# THanksgiving=HALLOWEEN!



## colinsuds (Aug 20, 2005)

hey everyone i havnt posted in a while. MOstly because of my new job at saunders farm and all my school work. ANyways my parents said i was not aloud to start decorating until thanksgiving and well here in Canada IT IS! Happy thanksgiving to all the canadians in here as well as the States. MOving on again. TOday the i just got back from work and some of my family are here, most people would spend time talking with their family NOT ME LOL! I decided to start putting out the graveyard and freaking out my new neighbours. My neigh bours by the way are brand new and there from france and have absolute no knowledge of halloween lol anyway this will be a great ice breaker between neighbours.


----------



## Vlad (Aug 2, 2005)

This half Canadian wishes you a Happy Thanksgiving Colinsuds.
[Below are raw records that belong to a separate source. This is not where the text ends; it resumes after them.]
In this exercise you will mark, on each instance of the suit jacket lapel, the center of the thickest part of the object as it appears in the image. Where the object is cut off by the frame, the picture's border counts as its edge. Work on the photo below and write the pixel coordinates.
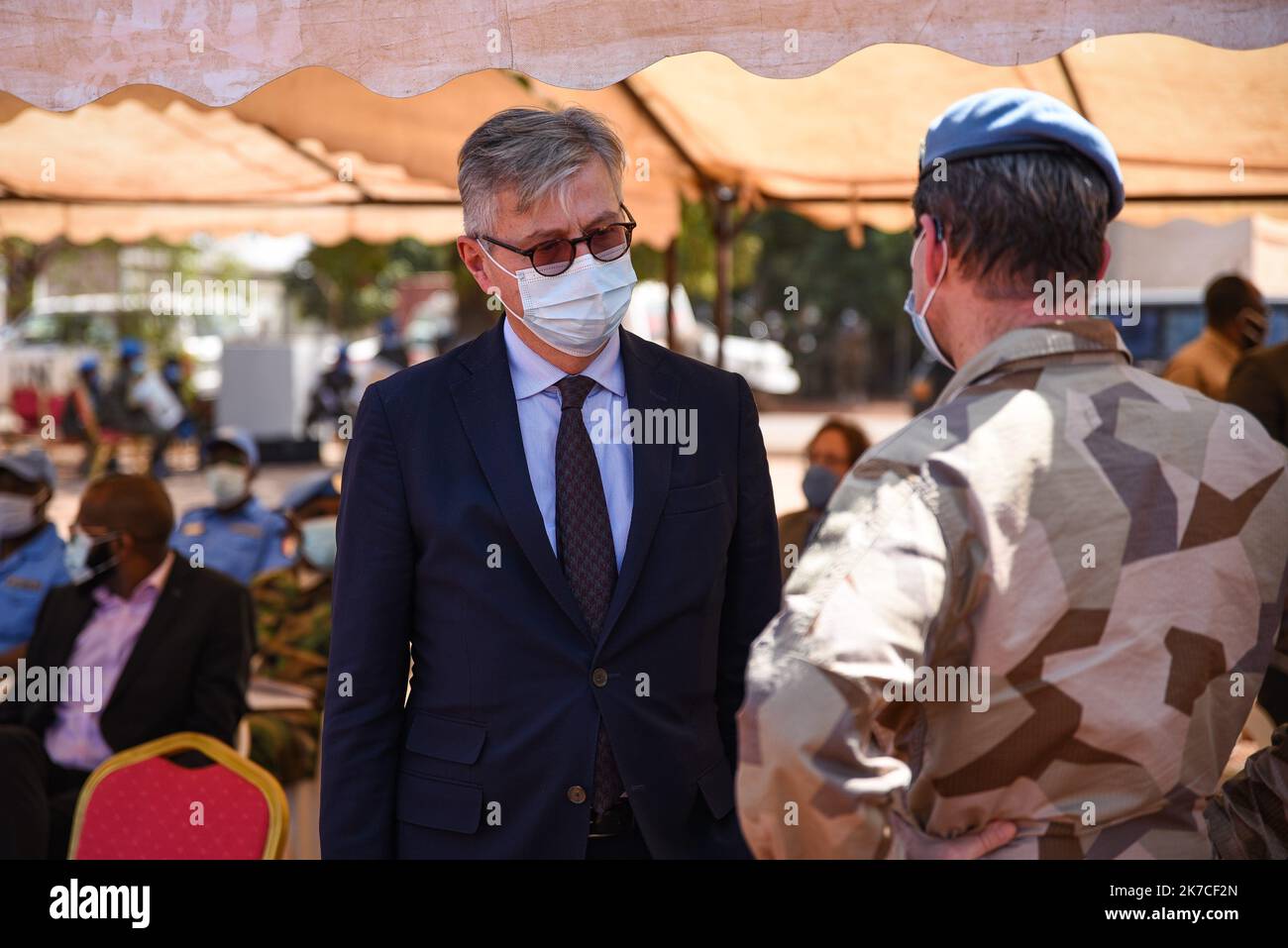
(648, 385)
(160, 625)
(484, 399)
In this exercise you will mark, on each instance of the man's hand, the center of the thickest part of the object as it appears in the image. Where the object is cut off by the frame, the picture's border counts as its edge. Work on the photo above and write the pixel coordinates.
(918, 845)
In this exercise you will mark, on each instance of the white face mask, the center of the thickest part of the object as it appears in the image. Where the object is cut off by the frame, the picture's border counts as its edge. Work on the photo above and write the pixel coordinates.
(227, 481)
(578, 311)
(918, 317)
(17, 514)
(317, 543)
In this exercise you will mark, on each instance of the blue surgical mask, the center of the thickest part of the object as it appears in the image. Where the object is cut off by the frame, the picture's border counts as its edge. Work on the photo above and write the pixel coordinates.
(918, 317)
(819, 484)
(317, 543)
(81, 559)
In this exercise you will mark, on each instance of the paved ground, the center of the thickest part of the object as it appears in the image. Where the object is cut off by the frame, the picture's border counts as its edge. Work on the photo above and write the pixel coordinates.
(786, 436)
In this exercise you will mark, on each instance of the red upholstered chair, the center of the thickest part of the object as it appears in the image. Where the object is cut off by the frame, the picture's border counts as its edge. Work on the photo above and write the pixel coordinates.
(140, 804)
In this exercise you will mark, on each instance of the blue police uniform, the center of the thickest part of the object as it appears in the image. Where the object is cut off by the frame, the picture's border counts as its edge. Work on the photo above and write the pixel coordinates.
(31, 571)
(241, 544)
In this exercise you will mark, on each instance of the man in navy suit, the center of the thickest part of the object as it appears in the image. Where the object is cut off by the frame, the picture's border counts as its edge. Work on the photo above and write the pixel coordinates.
(570, 535)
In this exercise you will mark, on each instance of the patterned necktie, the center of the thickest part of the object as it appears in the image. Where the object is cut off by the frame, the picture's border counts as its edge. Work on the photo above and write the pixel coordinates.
(585, 545)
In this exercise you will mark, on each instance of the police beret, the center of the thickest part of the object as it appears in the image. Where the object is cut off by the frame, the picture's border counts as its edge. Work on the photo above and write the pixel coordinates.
(309, 489)
(239, 438)
(1019, 120)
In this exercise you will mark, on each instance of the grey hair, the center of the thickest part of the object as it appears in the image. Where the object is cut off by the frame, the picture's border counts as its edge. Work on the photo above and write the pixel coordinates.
(535, 153)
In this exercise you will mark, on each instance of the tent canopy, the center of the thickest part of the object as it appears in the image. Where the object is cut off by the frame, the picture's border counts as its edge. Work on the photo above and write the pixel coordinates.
(1198, 129)
(60, 54)
(1199, 132)
(312, 153)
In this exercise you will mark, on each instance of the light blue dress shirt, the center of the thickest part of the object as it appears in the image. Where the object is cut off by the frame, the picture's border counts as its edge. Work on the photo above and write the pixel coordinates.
(604, 411)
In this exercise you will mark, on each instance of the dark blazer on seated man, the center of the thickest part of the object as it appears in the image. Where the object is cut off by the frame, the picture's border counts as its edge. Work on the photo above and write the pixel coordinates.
(578, 605)
(163, 647)
(187, 670)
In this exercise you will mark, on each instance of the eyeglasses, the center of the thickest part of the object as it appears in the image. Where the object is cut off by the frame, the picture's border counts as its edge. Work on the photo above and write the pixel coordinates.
(552, 258)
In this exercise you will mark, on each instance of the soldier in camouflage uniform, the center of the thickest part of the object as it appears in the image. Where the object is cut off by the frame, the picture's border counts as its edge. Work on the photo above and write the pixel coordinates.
(294, 616)
(1051, 597)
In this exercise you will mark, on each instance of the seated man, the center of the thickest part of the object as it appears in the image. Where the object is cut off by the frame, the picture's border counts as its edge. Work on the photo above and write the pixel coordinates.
(1236, 322)
(292, 610)
(236, 535)
(831, 455)
(153, 646)
(31, 552)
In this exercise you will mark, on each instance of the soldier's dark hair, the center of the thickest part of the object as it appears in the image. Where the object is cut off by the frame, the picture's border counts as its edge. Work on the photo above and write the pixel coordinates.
(132, 504)
(1016, 218)
(1229, 295)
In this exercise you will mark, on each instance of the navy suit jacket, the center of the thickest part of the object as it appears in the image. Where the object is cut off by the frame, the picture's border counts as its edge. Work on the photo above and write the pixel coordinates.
(443, 561)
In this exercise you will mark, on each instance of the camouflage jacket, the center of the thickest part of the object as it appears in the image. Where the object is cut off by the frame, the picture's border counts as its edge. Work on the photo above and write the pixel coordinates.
(1051, 599)
(292, 610)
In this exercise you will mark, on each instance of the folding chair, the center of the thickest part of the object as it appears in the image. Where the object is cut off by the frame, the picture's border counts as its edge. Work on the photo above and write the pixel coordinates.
(140, 804)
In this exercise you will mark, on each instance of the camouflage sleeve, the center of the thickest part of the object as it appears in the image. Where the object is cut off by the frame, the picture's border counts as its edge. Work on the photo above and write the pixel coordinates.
(1248, 819)
(818, 772)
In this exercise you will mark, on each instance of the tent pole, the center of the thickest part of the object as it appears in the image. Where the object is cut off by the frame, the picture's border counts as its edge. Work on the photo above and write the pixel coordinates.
(722, 224)
(671, 343)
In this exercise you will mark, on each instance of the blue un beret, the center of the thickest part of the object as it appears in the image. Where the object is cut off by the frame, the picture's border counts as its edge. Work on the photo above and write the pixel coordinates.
(1019, 120)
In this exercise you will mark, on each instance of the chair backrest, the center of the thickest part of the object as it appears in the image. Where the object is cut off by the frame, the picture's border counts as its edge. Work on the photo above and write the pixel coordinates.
(140, 804)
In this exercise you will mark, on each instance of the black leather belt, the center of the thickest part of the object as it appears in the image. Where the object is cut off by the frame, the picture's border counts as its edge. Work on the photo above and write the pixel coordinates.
(612, 822)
And Bon chance with the new neighbors mes ami.


----------



## HibLaGrande (Sep 25, 2005)

happy thanks giving!


----------



## colinsuds (Aug 20, 2005)

mmmmmm turkey was so good this year. he he he a month before you guys muh ha h ah ah ahah


----------



## claymud (Aug 21, 2005)

Happy thanksgiving you crazy canadians... wait... :googly:


----------



## HibLaGrande (Sep 25, 2005)

colinsuds said:


> mmmmmm turkey was so good this year. he he he a month before you guys muh ha h ah ah ahah


It gives our turkeys a little more time to fatten up.

yours truely
fat american.


----------